A Glimpse of ASH
Dr Isabel Cunningham discusses some of the important studies presented at the 2016 ASH meeting.
Choosing several abstracts to highlight among hundreds of interesting presentations on hematologic malignancies from the American Society of Hematology (ASH) annual meeting is a difficult task. Some that may be useful to the practicing clinician confronting the constant dilemmas of relapse and resistance will be referenced here. Typical of ASH, many large studies in lymphoma were presented in 2016.
Pembrolizumab, the immune checkpoint inhibitor of the PD-1/PD-L1 axis, continued to show efficacy in relapsed/refractory Hodgkin lymphoma in the international KEYNOTE-087 (ClinicalTrials.gov Identifier: NCT02453594) study of 210 patients.1 Complete remission was attained in 22% in all 3 treatment arms (2 after autologous stem cell transplantation [ASCT]), similar to experience in their earlier KEYNOTE-013 (ClinicalTrials.gov Identifier: NCT01953692) study. A multicenter study of pembrolizumab in 24 heavily pre-treated patients with mycosis fungoides or Sézary syndrome showed a 38% objective response rate, mostly partial responses.2 These results will lead to combination protocols with interferon gamma.

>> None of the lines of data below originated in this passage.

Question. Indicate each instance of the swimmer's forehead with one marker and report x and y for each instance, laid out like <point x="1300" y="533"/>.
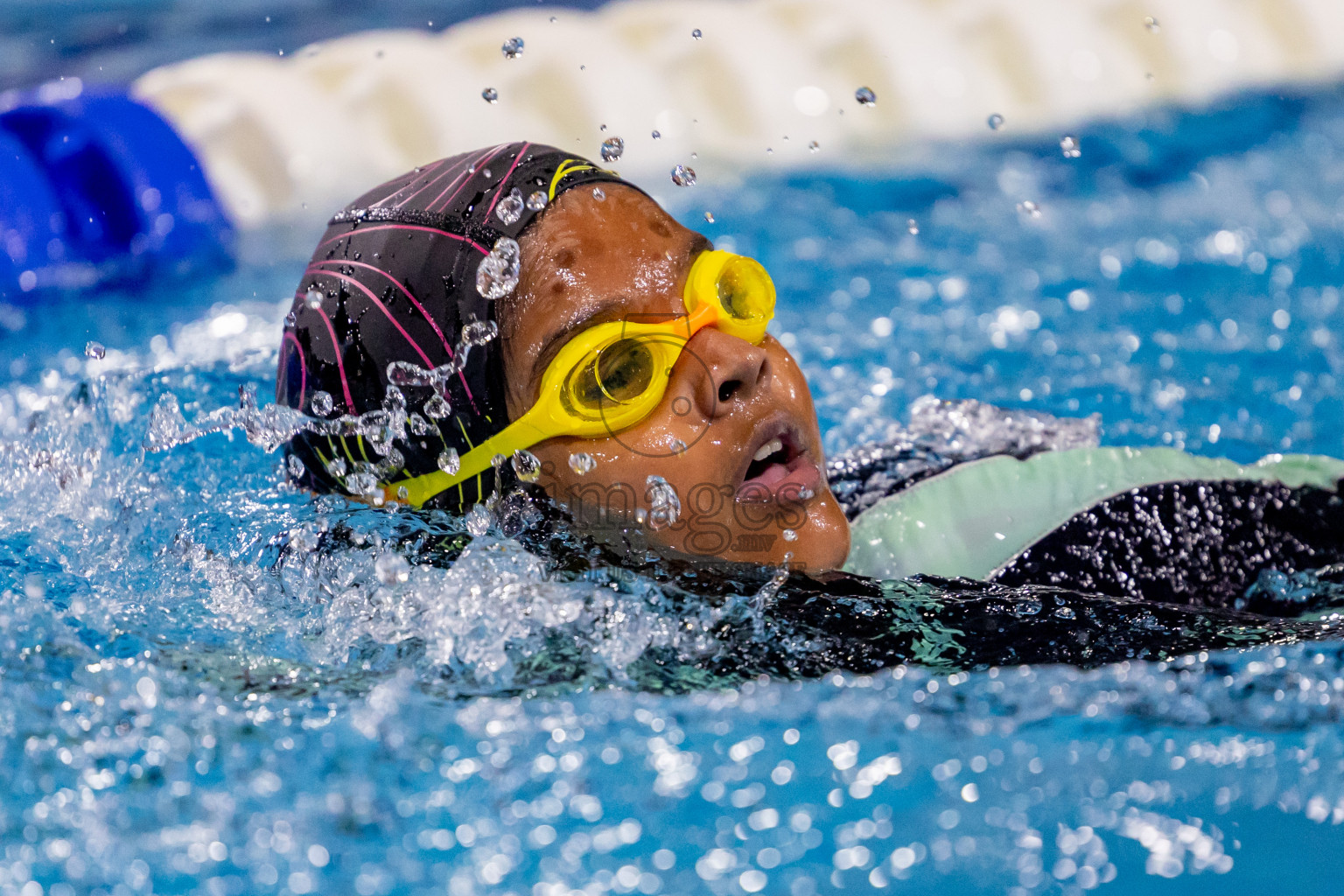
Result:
<point x="592" y="261"/>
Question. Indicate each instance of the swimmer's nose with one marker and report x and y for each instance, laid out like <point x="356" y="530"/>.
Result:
<point x="726" y="369"/>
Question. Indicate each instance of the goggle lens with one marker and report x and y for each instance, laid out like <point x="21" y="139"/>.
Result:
<point x="621" y="373"/>
<point x="746" y="290"/>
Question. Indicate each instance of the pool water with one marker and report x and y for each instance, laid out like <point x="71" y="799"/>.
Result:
<point x="198" y="700"/>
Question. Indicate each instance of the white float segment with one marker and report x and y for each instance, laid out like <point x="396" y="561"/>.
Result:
<point x="311" y="130"/>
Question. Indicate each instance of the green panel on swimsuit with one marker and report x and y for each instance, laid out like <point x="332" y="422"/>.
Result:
<point x="977" y="516"/>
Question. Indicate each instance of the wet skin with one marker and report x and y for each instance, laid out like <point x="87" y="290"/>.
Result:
<point x="591" y="261"/>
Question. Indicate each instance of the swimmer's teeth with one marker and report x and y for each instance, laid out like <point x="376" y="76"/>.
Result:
<point x="767" y="449"/>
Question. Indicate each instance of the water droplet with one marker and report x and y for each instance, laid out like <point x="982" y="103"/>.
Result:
<point x="321" y="403"/>
<point x="612" y="148"/>
<point x="527" y="468"/>
<point x="391" y="569"/>
<point x="437" y="407"/>
<point x="509" y="208"/>
<point x="498" y="271"/>
<point x="478" y="522"/>
<point x="664" y="504"/>
<point x="683" y="176"/>
<point x="582" y="462"/>
<point x="409" y="374"/>
<point x="480" y="332"/>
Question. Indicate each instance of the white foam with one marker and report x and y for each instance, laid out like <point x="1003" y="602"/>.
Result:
<point x="312" y="130"/>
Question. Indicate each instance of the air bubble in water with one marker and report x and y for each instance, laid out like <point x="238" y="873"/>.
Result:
<point x="363" y="484"/>
<point x="391" y="569"/>
<point x="527" y="468"/>
<point x="437" y="407"/>
<point x="321" y="403"/>
<point x="664" y="504"/>
<point x="509" y="208"/>
<point x="480" y="332"/>
<point x="478" y="522"/>
<point x="496" y="276"/>
<point x="683" y="176"/>
<point x="612" y="148"/>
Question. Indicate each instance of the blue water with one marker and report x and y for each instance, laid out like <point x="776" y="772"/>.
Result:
<point x="195" y="702"/>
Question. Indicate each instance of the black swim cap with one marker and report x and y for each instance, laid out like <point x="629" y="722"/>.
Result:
<point x="396" y="280"/>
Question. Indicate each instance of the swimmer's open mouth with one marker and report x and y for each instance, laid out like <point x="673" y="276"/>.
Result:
<point x="779" y="459"/>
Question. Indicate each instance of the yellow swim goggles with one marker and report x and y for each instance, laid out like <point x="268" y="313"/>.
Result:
<point x="612" y="376"/>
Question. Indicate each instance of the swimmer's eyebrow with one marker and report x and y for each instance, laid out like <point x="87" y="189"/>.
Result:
<point x="609" y="309"/>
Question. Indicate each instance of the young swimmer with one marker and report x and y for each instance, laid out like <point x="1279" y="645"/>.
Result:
<point x="634" y="382"/>
<point x="628" y="348"/>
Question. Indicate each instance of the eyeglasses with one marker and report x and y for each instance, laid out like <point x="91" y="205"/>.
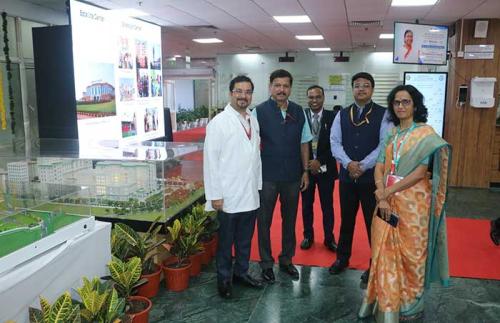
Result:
<point x="362" y="86"/>
<point x="404" y="102"/>
<point x="239" y="92"/>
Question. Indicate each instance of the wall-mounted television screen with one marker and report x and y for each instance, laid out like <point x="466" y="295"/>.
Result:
<point x="432" y="85"/>
<point x="118" y="75"/>
<point x="420" y="44"/>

A French study of 299 adults under 65 years old with mantle cell lymphoma randomized post-auto transplant (after R-DHAP x 4) to rituximab maintenance every 2 months for 3 years versus none. Four-year event-free survival (EFS) was 78.9% vs 61.4%.3
Maintenance after R-CHOP for diffuse large B-cell lymphoma (DLBCL) with lenalidomide for 2 years compared to placebo was reported in 784 previously untreated patients ages 60 to 80.4 With median follow-up over 3 years, there appeared to be an increase in median PFS (not reached versus 68 months for placebo) but with no apparent increase in overall survival. They noted that toxicity of both study and placebo drugs led to stopping in 40-59% of cases.
CAR-T therapy in 14 heavily pre-treated patients with CD19+ follicular lymphoma was reported.5 Nine (64%) achieved a complete response (CR), with 77% progression-free at a median of nearly 1 year, after a single infusion of CTL019 cells.
The effectiveness of ibrutinib in 20 cases of relapsed/refractory central nervous system (CNS) lymphoma was updated, doubling the number reported at the American Society of Clinical Oncology (ASCO) 2016 meeting.6 With "meaningful" cerebrospinal fluid (CSF) concentrations achieved, there were 8 CRs and 7 partial responses (PRs) lasting up to 15 months (median 7.3).
A particularly interesting new agent for proteasome-inhibitor resistant myeloma was reported by a Swiss group based on pre-clinical experience with nelfinavir, an oral HIV protease inhibitor found to increase sensitivity to proteasome inhibitors.7 In combination with bortezomib and dexamethasone in 34 heavily pre-treated, refractory myeloma patients, objective response was seen in 65%.